Since speakeasies provided illegal liquor, entrance was strictly for people in-the-know. The style of your speakeasy nightclub should follow suit, remaining absent of signage or an obvious point of entrance beyond an address. Contrive an unglamorous entrance that requires passing through a garage, side door or freight elevator -- and a peephole at the door is an essential touch, with a menacing bouncer peering out from the other side. Guests should be required to use a special knock or password to gain entry. You can provide instructions on a "secret" website or invitations -- or have someone in character stealthily make his way down the line for entry, filling people in one by one in a hush-hush tone. Immediately upon entering, guests should encounter a gun check area for turning over any contraband.
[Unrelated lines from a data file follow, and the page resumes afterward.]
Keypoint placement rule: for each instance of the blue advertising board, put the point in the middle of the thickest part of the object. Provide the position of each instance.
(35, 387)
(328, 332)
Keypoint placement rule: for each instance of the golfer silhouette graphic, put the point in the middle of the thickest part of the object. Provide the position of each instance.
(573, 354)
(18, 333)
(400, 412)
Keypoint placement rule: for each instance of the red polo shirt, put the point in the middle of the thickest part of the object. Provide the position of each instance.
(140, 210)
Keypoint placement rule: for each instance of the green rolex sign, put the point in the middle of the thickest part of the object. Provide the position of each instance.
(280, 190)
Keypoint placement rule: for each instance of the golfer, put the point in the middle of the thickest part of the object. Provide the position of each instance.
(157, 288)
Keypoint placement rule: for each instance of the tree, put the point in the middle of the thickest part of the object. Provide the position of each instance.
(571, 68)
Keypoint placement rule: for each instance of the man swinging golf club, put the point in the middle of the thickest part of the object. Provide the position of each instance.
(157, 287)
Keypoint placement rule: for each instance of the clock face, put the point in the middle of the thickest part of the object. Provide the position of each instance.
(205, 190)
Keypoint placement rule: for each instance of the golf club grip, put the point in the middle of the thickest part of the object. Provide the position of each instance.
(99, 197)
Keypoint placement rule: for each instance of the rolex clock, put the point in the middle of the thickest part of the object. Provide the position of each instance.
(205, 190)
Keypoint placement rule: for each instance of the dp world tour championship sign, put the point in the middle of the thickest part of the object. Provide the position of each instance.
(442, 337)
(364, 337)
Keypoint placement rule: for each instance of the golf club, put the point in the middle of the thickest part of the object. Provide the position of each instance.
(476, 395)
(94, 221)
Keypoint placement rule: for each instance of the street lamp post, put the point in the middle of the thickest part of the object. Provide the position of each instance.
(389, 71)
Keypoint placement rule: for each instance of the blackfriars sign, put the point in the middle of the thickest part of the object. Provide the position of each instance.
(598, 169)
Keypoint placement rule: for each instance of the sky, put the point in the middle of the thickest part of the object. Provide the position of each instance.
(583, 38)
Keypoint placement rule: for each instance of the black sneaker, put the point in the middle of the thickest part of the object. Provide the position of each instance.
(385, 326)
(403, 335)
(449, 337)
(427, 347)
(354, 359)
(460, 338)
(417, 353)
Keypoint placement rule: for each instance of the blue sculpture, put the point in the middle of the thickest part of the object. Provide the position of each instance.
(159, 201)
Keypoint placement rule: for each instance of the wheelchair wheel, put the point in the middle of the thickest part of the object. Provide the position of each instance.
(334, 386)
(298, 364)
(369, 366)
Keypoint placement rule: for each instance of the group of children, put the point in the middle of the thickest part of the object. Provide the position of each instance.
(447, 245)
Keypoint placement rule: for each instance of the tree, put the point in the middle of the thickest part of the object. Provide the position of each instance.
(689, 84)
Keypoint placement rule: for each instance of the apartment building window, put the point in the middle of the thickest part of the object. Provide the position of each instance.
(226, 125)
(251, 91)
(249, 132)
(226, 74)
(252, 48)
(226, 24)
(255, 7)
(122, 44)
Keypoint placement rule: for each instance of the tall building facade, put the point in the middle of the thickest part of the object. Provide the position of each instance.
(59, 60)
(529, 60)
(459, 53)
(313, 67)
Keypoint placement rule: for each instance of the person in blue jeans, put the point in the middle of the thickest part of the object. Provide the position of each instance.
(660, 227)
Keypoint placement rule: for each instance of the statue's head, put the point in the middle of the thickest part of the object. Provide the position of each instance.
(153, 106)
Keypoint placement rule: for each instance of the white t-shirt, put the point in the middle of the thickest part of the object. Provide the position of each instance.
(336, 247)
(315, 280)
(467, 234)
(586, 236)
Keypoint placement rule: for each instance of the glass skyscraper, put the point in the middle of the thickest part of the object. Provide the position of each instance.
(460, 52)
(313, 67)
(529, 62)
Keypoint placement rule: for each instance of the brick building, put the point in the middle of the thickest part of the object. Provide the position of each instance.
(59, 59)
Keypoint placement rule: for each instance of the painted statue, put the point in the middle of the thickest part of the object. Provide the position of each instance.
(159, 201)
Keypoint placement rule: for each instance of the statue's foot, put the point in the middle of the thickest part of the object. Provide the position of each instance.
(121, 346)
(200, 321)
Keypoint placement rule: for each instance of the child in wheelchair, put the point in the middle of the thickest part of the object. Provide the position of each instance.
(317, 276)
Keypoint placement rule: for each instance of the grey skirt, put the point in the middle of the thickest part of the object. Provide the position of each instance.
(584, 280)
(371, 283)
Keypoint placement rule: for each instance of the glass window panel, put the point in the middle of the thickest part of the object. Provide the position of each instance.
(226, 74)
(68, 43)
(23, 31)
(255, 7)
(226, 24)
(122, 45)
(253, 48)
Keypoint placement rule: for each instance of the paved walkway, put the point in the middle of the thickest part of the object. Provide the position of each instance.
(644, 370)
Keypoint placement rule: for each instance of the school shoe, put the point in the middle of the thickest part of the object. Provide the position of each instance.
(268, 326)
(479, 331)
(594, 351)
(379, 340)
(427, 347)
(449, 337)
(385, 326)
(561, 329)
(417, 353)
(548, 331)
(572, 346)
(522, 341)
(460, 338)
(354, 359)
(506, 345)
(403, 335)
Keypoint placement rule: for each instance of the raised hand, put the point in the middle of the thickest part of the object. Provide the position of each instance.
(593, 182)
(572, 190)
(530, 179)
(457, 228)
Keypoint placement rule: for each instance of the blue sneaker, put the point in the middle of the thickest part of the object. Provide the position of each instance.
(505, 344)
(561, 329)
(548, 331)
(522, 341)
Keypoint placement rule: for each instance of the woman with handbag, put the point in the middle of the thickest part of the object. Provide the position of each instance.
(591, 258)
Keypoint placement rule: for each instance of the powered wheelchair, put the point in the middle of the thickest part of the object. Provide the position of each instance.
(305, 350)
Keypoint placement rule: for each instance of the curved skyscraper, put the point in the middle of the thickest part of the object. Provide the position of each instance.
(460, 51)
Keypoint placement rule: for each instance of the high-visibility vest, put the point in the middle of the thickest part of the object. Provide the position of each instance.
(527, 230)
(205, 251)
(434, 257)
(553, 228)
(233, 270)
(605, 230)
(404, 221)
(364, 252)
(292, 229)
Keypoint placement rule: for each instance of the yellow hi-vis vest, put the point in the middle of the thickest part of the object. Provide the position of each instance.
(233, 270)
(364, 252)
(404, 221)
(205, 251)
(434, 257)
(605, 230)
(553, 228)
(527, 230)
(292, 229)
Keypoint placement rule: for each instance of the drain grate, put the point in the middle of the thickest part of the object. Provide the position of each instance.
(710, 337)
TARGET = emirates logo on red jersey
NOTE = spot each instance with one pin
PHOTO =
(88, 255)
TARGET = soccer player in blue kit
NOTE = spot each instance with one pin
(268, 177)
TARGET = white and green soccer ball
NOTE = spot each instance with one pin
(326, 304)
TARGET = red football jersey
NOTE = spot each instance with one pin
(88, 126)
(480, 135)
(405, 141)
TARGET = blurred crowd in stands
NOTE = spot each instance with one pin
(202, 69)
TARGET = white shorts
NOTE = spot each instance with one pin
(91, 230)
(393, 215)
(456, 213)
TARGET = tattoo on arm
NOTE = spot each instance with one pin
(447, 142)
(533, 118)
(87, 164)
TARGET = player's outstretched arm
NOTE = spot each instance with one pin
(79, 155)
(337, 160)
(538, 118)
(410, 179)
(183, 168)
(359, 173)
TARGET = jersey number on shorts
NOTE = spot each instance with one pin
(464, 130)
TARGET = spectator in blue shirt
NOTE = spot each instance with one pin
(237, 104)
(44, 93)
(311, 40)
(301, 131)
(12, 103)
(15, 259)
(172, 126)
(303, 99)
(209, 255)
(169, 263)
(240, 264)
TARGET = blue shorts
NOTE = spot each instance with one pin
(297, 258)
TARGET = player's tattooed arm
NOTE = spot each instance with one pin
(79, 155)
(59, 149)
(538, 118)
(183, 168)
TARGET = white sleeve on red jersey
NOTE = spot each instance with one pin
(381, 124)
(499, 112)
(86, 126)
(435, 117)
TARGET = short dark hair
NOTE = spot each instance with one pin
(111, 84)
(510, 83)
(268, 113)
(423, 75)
The inside of your speakeasy should be dimly lit, and its decor should be accentuated with lavish, extravagant touches, such as velvet, crystal, flowers, oversized vases and art deco furniture. The glamour and ostentation should serve as a stark contrast from the club's gritty exterior. Up front, there should be a small dance floor before a small stage for a live band to play jazz tunes of the era, from the likes of Duke Ellington and Louis Armstrong. On the side of the stage there should also be a piano to have the occasional jazz singer sit atop while entertaining. On one wall, you may also play silent films from the era.
A 1920s speakeasy bar is incomplete without a stock of "bathtub gin," or at least an enormous metal tub to evoke the imagery of bootleg liquor. You may fill it with your own special blend of moonshine, or just keep it full of ice and stock the liquor supply within. Have the bartender be properly clad in uniform -- black trousers, red or black vest and a bow tie -- and serve 1920s cocktails like the Mary Pickford or French 75.
Encourage guests to enjoy themselves in character by providing favours for use while inside -- such as fedora hats, spats, suspenders, bow ties, flapper wigs, oversized fans, feathered headbands, feather boas, long pearl necklaces, cloche hats and 3/4-length gloves.